From remarks lately, and noticing things about myself, I am probably becoming very liberal at the moment…I am rarely honest with my feels to my Jesus, but choose to live in the fast track of life, moving from one event and activity to the next or finding something filling in time and attention that should be otherwise devoted. I suppose this part of life is about learning focus and discipline, how to love and live and engage with people, then pull away to exercise my body, mind, and heart. So many communications to be passed back and forth every day, so many minute details to be  worked out every day, especially at the beginning of the semester. I am working on getting back into a rhythm, established and set by goals for even the moments when things aren’t schedules and no so quickly transitioning, being pulled along by all sorts of things.
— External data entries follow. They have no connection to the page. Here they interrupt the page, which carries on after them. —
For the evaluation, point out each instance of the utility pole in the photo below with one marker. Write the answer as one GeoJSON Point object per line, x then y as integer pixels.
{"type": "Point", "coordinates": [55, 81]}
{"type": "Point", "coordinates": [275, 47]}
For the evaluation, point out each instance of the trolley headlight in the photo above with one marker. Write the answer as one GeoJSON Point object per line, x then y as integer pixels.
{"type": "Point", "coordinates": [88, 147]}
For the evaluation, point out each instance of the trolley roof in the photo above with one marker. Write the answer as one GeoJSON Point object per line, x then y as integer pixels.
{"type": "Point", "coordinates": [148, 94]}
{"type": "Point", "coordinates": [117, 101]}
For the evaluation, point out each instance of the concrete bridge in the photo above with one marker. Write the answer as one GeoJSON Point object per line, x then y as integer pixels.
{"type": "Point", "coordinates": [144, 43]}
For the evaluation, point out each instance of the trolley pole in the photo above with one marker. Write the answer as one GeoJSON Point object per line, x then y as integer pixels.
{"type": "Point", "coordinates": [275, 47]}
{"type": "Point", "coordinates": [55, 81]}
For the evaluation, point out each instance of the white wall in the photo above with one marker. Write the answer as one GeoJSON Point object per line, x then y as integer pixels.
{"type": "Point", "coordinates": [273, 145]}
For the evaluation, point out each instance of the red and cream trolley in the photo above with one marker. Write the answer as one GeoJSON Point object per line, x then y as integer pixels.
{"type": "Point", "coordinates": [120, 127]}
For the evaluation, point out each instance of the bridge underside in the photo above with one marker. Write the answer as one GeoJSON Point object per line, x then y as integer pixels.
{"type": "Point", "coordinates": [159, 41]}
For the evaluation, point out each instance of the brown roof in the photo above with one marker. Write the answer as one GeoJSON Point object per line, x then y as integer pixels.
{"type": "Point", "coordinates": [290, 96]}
When that happens, no reading gets done, no thoughts expanded.

Conversations are all well and good, but when there is nothing to say, one can feel a bit foolish. All in all, though, life has been terribly fun and exciting, I simply cannot wait for classes to begin again. Most everything I am studying the semester has a theological, historical, or ethical emphases… as I seek to work towards my Thesis goal of women in theology… how the woman is made just as much in the image of God as man, how that is evidenced differently in the gender roles God assigned, and looking more at the roles of a woman. As I fill out yet another application for a small tutoring position, I am considering how in the world I will ever discipline myself again to focus enough to get things done, my topic specified… and how I will figure out what God wants from me. The gender roles of the Bible are to be my starting point, as I work on daily readings. So that is one of my aims for myself today, beyond all the shopping I need to do and running around.

I am very excited for this opportunity I have to study in the Dominican tradition—the style of conversational learning that involves mentoring, and one-on-one relationships, and student-driven/motivated academic goals. From the little I have picked up about the Dominicans, they are very philosophical, very academic, but enjoy life as well. My conversations with the Franciscans led me to want to explore their life philosophy in conjunction with my Dominicans, since, as he was dying, St. Francis was in great pain, but welcomed Sister Death as he called her as another dimension of living. So much to wonder about, I am going to have to really schedule myself. Maybe if my Heidegger class has some flex to it, I can study death as an aspect of time… another dimension both confining and freeing human existence.

This sounds about as scattered as I really am; to organize and go to my Vocation and Calling Seminar, “The Called and the Gifted!”